The Fraser Institute's annual report card on B.C. schools is often criticized by public-education advocates for being biased toward private institutions – but even heads of those highly ranked independent schools question the list's validity.
In the 2015 report card, released Thursday, 28 of the province's top 30 secondary schools were private. Critics say the rankings rely too heavily on Foundation Skills Assessment (FSA) scores and fail to factor in a host of variables, including family income, students with learning disabilities and individual student experiences.

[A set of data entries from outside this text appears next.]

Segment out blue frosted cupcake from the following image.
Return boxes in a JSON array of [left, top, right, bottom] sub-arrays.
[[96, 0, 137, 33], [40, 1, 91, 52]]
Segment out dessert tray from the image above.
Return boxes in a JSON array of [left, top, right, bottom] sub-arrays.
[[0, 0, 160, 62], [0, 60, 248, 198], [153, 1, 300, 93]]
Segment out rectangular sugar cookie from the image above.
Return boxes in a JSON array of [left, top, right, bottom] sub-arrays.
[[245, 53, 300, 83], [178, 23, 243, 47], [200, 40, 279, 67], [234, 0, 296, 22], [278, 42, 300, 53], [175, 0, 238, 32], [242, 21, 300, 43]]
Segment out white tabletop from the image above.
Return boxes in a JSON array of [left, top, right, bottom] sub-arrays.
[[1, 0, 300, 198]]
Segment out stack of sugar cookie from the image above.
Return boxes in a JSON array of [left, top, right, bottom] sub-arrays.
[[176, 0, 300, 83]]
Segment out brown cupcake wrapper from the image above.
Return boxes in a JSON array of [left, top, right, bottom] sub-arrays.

Nor do the tests look at student engagement in arts or athletics.
The BC Teachers' Federation has said the rankings place exaggerated importance on the FSA tests – a snapshot of literacy and numeracy skills – and has asked teachers to exempt their children from taking the tests.

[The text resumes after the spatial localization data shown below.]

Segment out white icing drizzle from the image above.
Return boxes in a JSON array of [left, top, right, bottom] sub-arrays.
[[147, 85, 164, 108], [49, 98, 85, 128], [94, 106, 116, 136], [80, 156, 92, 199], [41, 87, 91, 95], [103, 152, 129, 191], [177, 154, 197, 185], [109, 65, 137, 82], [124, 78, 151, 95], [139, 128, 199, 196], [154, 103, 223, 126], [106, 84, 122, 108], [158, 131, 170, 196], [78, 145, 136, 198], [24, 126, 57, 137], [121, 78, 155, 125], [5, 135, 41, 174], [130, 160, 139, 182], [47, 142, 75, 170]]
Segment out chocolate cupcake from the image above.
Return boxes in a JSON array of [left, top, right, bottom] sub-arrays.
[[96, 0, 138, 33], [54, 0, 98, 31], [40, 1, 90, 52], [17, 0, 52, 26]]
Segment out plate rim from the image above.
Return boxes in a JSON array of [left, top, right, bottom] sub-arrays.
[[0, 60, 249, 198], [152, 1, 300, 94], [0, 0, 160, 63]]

Despite the criticism, the Fraser Institute says the report cards are widely read every year, with last year's report card receiving about 335,700 unique views online.
But while complaints from the schools at the bottom of the list may be expected, even those at the top are skeptical.
"Of course, it always feels good to be ranked No. 1," said Chantal Gionet, head of school for York House School, which tied for first out of 289 with Little Flower Academy.
"Academics are a priority at York House School, but we are also very much about educating the whole girl and igniting her passion for lifelong learning, whether it be in fine arts, athletics, community service or leadership. This is something that these rankings simply don't capture."
Patricia Dawson, head of school for Crofton House School, a private, university-prepatory school for girls that tied with West Point Grey Academy for fourth place, said the rankings reflect only "a small portion of what [schools] do."
"We struggle with the rankings. We greatly appreciate that the public at large, and certainly a broader parent community, looks at those rankings and puts a lot of stock in them. We do not," Dr. Dawson said.
"I've worked in public as well as independent [schools], and in public I'm always concerned when I see those rankings. Outstanding teachers, working as hard as you possibly can with those students – what is the impact of those rankings?"
Tam Matthews, head of school for West Point Grey Academy, shares that sentiment.
"We think it's really difficult to gauge the student learning through external testing," Mr. Matthews said. "We believe in the education serving the whole child. We understand that these [rankings] go on, but I think more important is for every student and parent to be choosing a school that really meets their needs. They need to visit the school and meet the teachers."
Charles Ungerleider, a former deputy minister of education and a professor emeritus at the University of British Columbia, said the rankings "destabilize a relationship between a community and its schools." He encouraged parents to visit schools and speak with teachers because there are several factors that make a school successful for a child.
Peter Cowley, director of school performance studies at the Fraser Institute, said such measures are needed to assess schools – that the report cards provide valuable information to parents.
"The same people who criticize the report card being focused only on academics are the same people who – if they chose to, if they had the will to – would be able to design indicators of other aspects of education, develop data sets and provide them to the public," Mr. Cowley said. "But they don't."
Lower-ranking schools, Mr. Cowley said, should work to improve their own rankings rather than blaming factors such as family income, the number of special-needs students or parent participation.
"Is there any school in Canada serving kids of the same general characteristics, in terms of personal and family characteristics, that does better than you do? If there is, you've got motivation."